On appeal, the assessee contended that during the course of the first reassessment proceedings, copies of bank statements, receipts and payments account were produced including the sources of all deposits made and that the assessment was completed after due verification of all receipts and payments and the sources and therefore, the proposal to reopen to re-verify the source of advance given to S Nagaraj amounts to change of opinion based on which, assessment cannot be re-opened. It was also contended that the very reopening of the assessment for the second time was beyond four years and therefore, was barred by limitation.

Justice K. Ravichandrabaabu noted that the material filed before the Assessing Officer, during the earlier re-assessment proceedings also containing the disclosure of advance made to S.Nagarajan is sought to be relied on by the assessee to contend that there was full and true disclosure of all material facts before the Assessing Officer and therefore, invoking the first proviso under section 147 to reopen the assessment beyond the period of limitation, cannot be sustained.

“On the other hand, the said material is sought to be relied on by the Revenue as a tangible material for reopening the assessment once again. It is not in dispute that the original assessment can be reopened at any number of times within the period of limitation prescribed under section 147 read with section 149. In this case, admittedly, the reopening of the assessment was initiated after the period of four years. In order to justify such reopening after such limitation period, the Revenue has to satisfy that any one of the ingredients as stipulated under the first proviso to section 147 is satisfied.”

It was noted that it is evident that the original return filed by the assessee, which is sought to be treated as that of the return filed in response to the notice under section 148, did not disclose truly and fully the material facts, more particularly, in respect of the subject matter transaction.

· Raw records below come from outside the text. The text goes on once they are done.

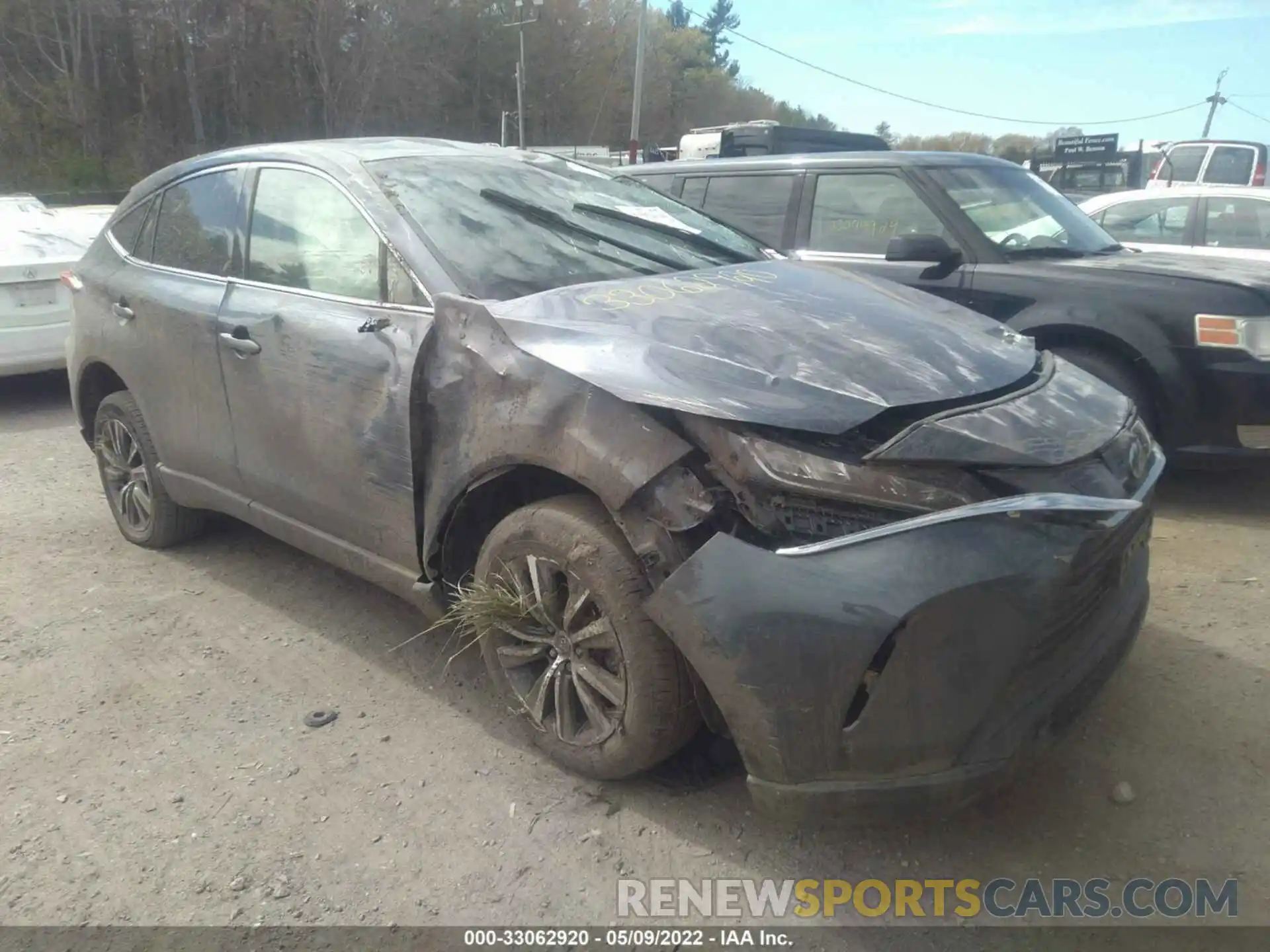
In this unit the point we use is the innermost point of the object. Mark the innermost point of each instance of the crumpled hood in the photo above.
(779, 343)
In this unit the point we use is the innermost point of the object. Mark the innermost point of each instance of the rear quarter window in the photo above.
(1231, 165)
(128, 226)
(1183, 164)
(196, 225)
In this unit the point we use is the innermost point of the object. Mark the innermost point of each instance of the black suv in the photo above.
(1189, 340)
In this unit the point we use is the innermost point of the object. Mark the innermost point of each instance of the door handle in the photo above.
(243, 346)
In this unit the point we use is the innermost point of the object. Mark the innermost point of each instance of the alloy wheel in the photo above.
(562, 658)
(127, 481)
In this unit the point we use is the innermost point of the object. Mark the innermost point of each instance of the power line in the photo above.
(937, 106)
(1249, 112)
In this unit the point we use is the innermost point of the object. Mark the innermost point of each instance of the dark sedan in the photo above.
(1188, 339)
(666, 477)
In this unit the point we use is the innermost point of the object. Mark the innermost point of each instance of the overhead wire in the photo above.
(939, 106)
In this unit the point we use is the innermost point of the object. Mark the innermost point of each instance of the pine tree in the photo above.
(718, 22)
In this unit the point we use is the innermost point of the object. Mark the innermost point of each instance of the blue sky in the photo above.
(1056, 61)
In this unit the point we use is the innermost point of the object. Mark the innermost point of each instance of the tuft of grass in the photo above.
(476, 608)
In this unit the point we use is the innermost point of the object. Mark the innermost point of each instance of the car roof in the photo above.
(816, 160)
(338, 157)
(1183, 192)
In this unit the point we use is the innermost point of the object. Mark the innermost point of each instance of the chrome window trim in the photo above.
(319, 295)
(1011, 506)
(810, 255)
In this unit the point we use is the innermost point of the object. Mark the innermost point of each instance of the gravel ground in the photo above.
(154, 767)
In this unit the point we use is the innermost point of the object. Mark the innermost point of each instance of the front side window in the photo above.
(1231, 165)
(128, 227)
(508, 223)
(305, 234)
(1238, 222)
(1159, 221)
(1020, 214)
(1181, 164)
(196, 225)
(861, 212)
(757, 205)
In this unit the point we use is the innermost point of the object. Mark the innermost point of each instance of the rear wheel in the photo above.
(128, 466)
(1117, 372)
(607, 694)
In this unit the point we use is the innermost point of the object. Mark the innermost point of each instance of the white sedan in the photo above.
(1224, 221)
(37, 244)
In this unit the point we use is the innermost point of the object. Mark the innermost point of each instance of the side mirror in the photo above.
(922, 248)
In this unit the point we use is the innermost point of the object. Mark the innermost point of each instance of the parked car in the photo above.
(1189, 340)
(1210, 161)
(37, 244)
(883, 542)
(1220, 221)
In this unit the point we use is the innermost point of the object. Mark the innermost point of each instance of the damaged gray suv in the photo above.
(669, 479)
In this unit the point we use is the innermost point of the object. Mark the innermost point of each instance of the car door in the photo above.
(849, 219)
(165, 299)
(318, 346)
(1235, 227)
(1159, 223)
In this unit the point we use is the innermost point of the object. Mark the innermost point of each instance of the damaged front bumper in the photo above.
(912, 664)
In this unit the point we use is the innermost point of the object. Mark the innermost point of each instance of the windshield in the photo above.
(1020, 212)
(516, 223)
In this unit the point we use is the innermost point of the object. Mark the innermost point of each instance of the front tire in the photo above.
(128, 466)
(607, 694)
(1114, 372)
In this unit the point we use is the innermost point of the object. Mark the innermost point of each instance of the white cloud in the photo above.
(1049, 17)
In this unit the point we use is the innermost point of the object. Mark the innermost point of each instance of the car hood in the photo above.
(778, 343)
(1162, 264)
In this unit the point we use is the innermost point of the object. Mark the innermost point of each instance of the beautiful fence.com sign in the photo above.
(1087, 146)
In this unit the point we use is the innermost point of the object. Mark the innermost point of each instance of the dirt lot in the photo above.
(154, 768)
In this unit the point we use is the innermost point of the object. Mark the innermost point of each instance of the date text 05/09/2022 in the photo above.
(626, 938)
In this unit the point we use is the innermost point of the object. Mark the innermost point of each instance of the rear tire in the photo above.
(1117, 372)
(610, 703)
(128, 466)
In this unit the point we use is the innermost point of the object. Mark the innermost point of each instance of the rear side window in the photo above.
(1183, 164)
(861, 212)
(1231, 165)
(305, 234)
(757, 205)
(694, 192)
(1159, 221)
(128, 227)
(1238, 222)
(196, 225)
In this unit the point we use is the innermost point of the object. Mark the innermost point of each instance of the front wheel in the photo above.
(128, 466)
(606, 692)
(1114, 372)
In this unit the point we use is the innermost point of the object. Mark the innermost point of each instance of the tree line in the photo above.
(97, 93)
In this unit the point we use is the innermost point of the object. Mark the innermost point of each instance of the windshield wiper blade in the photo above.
(689, 238)
(552, 219)
(1050, 252)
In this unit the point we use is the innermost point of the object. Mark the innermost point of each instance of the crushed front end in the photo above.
(896, 616)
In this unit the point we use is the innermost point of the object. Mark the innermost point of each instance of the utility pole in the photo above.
(521, 23)
(639, 80)
(1214, 100)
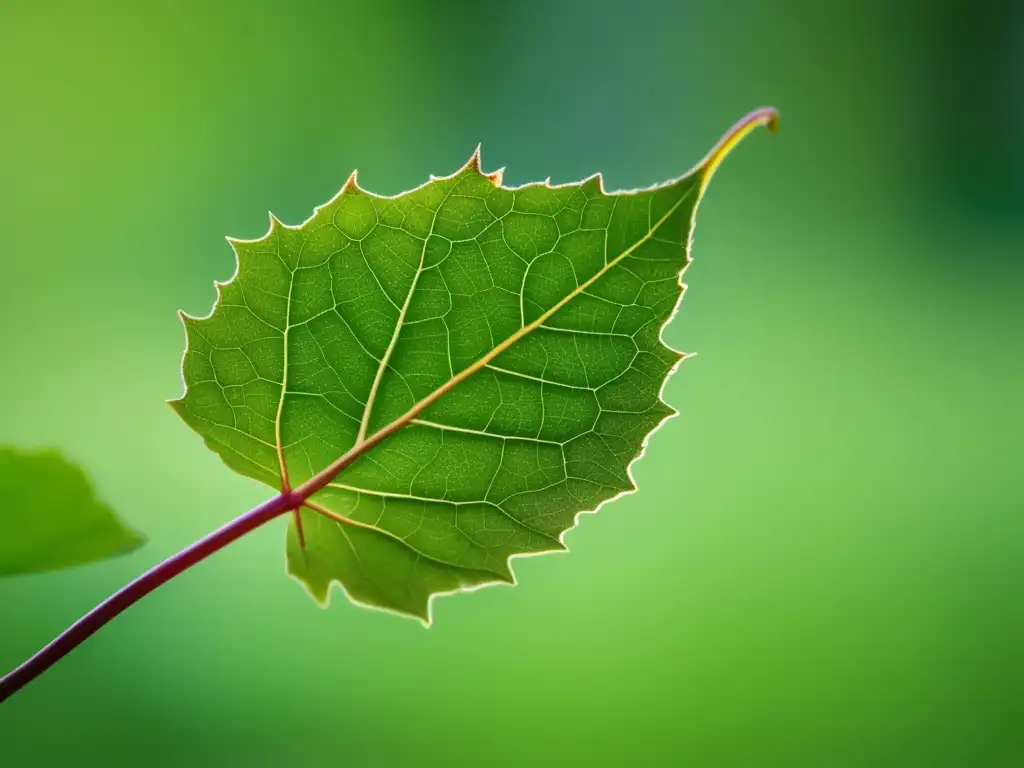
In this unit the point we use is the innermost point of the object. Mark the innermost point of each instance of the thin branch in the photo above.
(136, 590)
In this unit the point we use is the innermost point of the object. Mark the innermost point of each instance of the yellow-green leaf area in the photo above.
(513, 336)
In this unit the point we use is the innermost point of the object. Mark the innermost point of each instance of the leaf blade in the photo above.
(486, 360)
(52, 519)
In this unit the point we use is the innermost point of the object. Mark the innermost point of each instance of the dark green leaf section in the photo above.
(50, 517)
(336, 328)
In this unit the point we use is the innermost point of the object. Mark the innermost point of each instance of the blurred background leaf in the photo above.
(51, 518)
(836, 516)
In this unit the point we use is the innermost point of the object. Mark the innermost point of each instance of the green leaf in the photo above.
(486, 359)
(51, 518)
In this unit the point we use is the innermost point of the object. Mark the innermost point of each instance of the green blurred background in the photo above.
(823, 564)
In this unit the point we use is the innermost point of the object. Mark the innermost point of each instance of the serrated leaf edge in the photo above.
(763, 117)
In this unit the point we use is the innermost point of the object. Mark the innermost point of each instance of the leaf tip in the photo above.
(765, 116)
(473, 164)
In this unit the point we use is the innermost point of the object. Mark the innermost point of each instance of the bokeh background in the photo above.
(823, 565)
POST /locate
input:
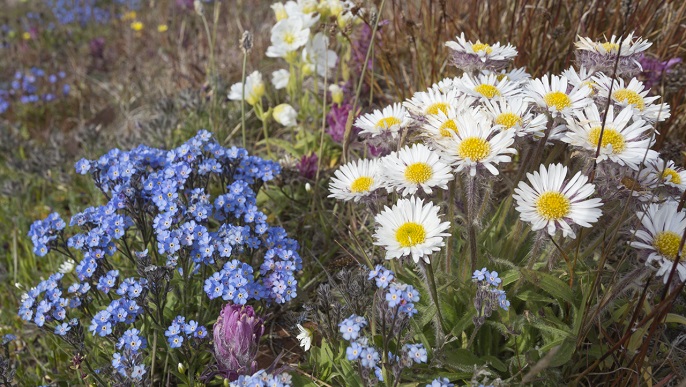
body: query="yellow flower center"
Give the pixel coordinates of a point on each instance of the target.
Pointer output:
(433, 109)
(418, 173)
(488, 91)
(478, 46)
(289, 38)
(410, 234)
(610, 137)
(508, 120)
(609, 47)
(667, 244)
(552, 205)
(361, 184)
(447, 128)
(629, 96)
(557, 99)
(388, 122)
(474, 148)
(673, 176)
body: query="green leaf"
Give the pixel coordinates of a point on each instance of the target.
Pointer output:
(550, 284)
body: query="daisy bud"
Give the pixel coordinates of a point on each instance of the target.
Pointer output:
(285, 115)
(237, 335)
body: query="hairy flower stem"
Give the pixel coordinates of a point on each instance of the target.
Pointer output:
(431, 286)
(472, 219)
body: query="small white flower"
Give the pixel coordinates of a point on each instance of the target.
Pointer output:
(410, 228)
(305, 337)
(477, 143)
(287, 36)
(633, 94)
(285, 115)
(317, 55)
(663, 227)
(515, 114)
(391, 120)
(415, 167)
(280, 79)
(355, 180)
(254, 89)
(550, 202)
(551, 93)
(621, 143)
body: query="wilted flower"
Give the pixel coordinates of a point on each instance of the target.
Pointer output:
(237, 335)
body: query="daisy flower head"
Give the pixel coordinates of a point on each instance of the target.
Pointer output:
(515, 114)
(414, 167)
(552, 203)
(487, 86)
(552, 93)
(469, 56)
(287, 36)
(660, 236)
(633, 94)
(659, 171)
(390, 120)
(355, 180)
(410, 228)
(431, 102)
(317, 56)
(477, 144)
(254, 89)
(305, 337)
(622, 143)
(601, 56)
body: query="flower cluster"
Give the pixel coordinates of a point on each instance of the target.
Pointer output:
(179, 329)
(34, 86)
(161, 217)
(262, 378)
(488, 294)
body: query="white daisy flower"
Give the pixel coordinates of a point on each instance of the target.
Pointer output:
(280, 79)
(487, 86)
(415, 167)
(551, 93)
(515, 114)
(317, 55)
(287, 36)
(621, 143)
(410, 228)
(553, 203)
(391, 120)
(305, 337)
(633, 94)
(477, 143)
(516, 76)
(254, 89)
(285, 115)
(355, 180)
(427, 103)
(659, 171)
(476, 56)
(663, 228)
(602, 56)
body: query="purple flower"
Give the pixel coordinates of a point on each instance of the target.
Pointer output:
(236, 339)
(308, 166)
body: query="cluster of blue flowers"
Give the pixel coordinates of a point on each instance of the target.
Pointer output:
(488, 283)
(262, 378)
(398, 295)
(159, 200)
(33, 86)
(179, 329)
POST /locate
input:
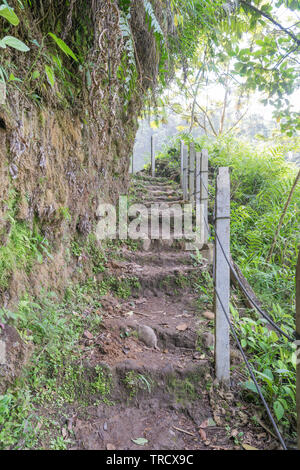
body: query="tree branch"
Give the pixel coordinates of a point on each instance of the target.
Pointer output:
(265, 15)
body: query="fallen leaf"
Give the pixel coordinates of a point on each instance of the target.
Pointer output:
(182, 327)
(209, 422)
(129, 314)
(209, 315)
(140, 441)
(247, 447)
(110, 447)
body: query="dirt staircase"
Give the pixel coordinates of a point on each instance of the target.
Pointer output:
(164, 395)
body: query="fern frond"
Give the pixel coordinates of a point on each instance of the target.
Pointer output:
(128, 70)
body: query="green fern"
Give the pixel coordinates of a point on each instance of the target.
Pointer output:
(127, 71)
(158, 34)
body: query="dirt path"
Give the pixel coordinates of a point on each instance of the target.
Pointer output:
(165, 396)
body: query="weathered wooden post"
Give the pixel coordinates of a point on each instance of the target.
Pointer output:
(222, 275)
(152, 156)
(181, 164)
(204, 192)
(185, 173)
(298, 345)
(197, 195)
(192, 173)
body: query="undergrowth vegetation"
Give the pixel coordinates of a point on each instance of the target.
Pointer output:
(261, 180)
(59, 376)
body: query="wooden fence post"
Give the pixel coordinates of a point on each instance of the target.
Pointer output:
(181, 164)
(152, 156)
(204, 192)
(185, 174)
(198, 196)
(222, 276)
(298, 345)
(192, 173)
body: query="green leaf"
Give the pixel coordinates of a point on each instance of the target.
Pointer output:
(11, 41)
(50, 75)
(279, 410)
(9, 15)
(36, 74)
(63, 46)
(140, 441)
(250, 386)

“Therefore, such transaction which came to the notice of the Assessing Officer, while reopening the assessment earlier, is certainly, a tangible material, based on which, the present reopening under section 147, can be resorted to. Admittedly, this material was not existing at the time of original assessment. No doubt, it is sought to have contended that the said material was placed before the Assessing Officer during the earlier reassessment proceedings and however, he has not taken note of the same. I have already pointed out that the earlier reopening of the assessment was based on some other issue and therefore, the assessee is not justified in contending that no new material is available before the Assessing Officer for the present reopening,” the Court said.